O manuscrito K, anexado à carta datada em 1 de janeiro de 1896 , e cujo subtítulo é Um conto de Natal, compõe-se basicamente no mesmo modelo esquemático e pelos mesmos dados que irão ser apresentados em Novas observações.... O texto, contudo, não é idêntico, e traz, assim como o manuscrito H, certas tentativas de entendimento das afecções que acabaram sendo omitidas no artigo publicado, sendo que uma delas é realmente expressiva para a nossa questão, e isso por conta do papel que ela desempenhará na evolução das idéias de Freud sobre o tema.
Estamos falando obviamente de uma hipótese levantada sobre a paranóia, e que diz respeito tanto àquilo que é reprimido por projeção quanto às conseqüências desta repressão para a formação dos sintomas.

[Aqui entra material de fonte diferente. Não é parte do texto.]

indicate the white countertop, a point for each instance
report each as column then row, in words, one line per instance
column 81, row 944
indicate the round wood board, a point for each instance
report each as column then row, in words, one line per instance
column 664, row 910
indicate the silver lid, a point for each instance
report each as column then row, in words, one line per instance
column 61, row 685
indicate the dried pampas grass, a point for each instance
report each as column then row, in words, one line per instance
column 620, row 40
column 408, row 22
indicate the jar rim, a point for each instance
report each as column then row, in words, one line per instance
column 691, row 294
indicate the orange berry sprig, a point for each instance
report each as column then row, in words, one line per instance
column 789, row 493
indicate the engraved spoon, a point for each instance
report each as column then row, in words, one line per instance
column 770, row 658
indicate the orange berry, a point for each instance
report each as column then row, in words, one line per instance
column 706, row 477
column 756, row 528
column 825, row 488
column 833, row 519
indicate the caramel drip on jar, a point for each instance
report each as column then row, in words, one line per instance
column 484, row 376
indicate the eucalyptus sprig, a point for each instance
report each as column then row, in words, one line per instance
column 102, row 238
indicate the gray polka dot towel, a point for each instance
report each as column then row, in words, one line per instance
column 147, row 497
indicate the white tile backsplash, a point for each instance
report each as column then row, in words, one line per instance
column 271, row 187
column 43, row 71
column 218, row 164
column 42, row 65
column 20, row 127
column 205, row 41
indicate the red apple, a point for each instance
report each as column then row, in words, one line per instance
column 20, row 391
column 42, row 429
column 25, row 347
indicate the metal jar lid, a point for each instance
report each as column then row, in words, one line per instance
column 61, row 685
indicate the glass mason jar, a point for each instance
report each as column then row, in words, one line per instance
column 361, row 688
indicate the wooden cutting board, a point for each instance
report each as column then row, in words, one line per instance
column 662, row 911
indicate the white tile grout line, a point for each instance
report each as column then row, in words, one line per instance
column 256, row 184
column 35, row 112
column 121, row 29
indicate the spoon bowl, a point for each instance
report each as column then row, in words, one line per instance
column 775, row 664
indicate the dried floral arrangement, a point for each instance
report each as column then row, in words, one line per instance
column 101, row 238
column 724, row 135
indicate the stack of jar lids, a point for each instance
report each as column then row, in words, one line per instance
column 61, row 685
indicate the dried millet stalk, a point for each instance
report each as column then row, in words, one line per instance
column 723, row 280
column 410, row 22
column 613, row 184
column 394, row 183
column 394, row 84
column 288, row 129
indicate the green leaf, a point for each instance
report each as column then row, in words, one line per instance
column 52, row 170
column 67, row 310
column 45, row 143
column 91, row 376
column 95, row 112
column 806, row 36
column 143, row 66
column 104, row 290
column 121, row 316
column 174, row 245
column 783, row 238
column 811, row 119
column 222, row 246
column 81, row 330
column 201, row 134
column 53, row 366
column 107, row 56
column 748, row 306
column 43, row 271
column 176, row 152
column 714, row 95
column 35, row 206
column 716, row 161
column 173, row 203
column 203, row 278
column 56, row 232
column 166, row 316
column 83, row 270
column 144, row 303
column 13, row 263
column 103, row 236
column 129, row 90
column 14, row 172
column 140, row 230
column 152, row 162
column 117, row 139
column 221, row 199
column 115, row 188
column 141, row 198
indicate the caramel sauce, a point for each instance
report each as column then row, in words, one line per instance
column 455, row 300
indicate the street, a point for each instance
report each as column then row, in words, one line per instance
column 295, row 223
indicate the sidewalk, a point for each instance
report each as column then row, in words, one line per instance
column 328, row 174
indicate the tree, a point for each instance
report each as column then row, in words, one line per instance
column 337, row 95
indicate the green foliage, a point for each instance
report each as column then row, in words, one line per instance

Ainda no início do texto Freud aventa a possibilidade – e aqui está o passo adiante deste escrito - de que em um caso de paranóia apenas o afeto seja reprimido por projeção, sendo mantidas na consciência as representações a ele ligadas, ou seja, o conteúdo da vivência desprazerosa. Ocorrência puramente conjetural, pois não há um caso que comprove tal possibilidade. Acontece que, para que possamos entender como as coisas se dão neste momento e quais as questões que aqui surgem, devemos nos ater em outro ponto – e este grandemente delicado e significante, a saber: como se configura no exterior, e aparece ao eu, o conteúdo representacional projetado. Voltemos, pois, aos textos analisados sobre a projeção para um melhor vislumbre do problema.
No texto publicado, quando da análise do trâmite do conteúdo das representações - e aí tanto na histeria quanto na neurose obsessiva - a afirmação é clara: em ambos os casos o conteúdo, ao ser reprimido, se encontra ausente da consciência. Já no que diz respeito à paranóia, a lembrança da cena originária se encontrará presente, mas projetada. A questão que surge aqui é: ora, mas como isto se daria concretamente? O conteúdo seria plenamente mantido, com a preservação das imagens, só que agora instauradas através das interpretadas falas alheias?
Freud, em nenhum momento e em nenhum dos textos, é claro sobre a questão. A estrutura da neurose é consecutivamente, ou seja, em ambos os textos anteriormente analisados, reiterada, e nela a projeção aparece como o mecanismo que gera o sintoma primário. Este, por sua vez, parece ser sempre algo do campo afetivo, ou seja: não há referência às lembranças quando Freud trata do primärsympton, somente auto-acusações transfiguradas. Os delírios, então, ocorreriam não mais do que como formas de adequação da realidade externa à realidade psíquica: uma forma de dar sentido à sensação de ser perseguido. As representações começariam pois a surgir apenas quando a doença se instalasse concretamente, sendo que as alucinações apareceriam como fatos reajustados pela formação de compromisso.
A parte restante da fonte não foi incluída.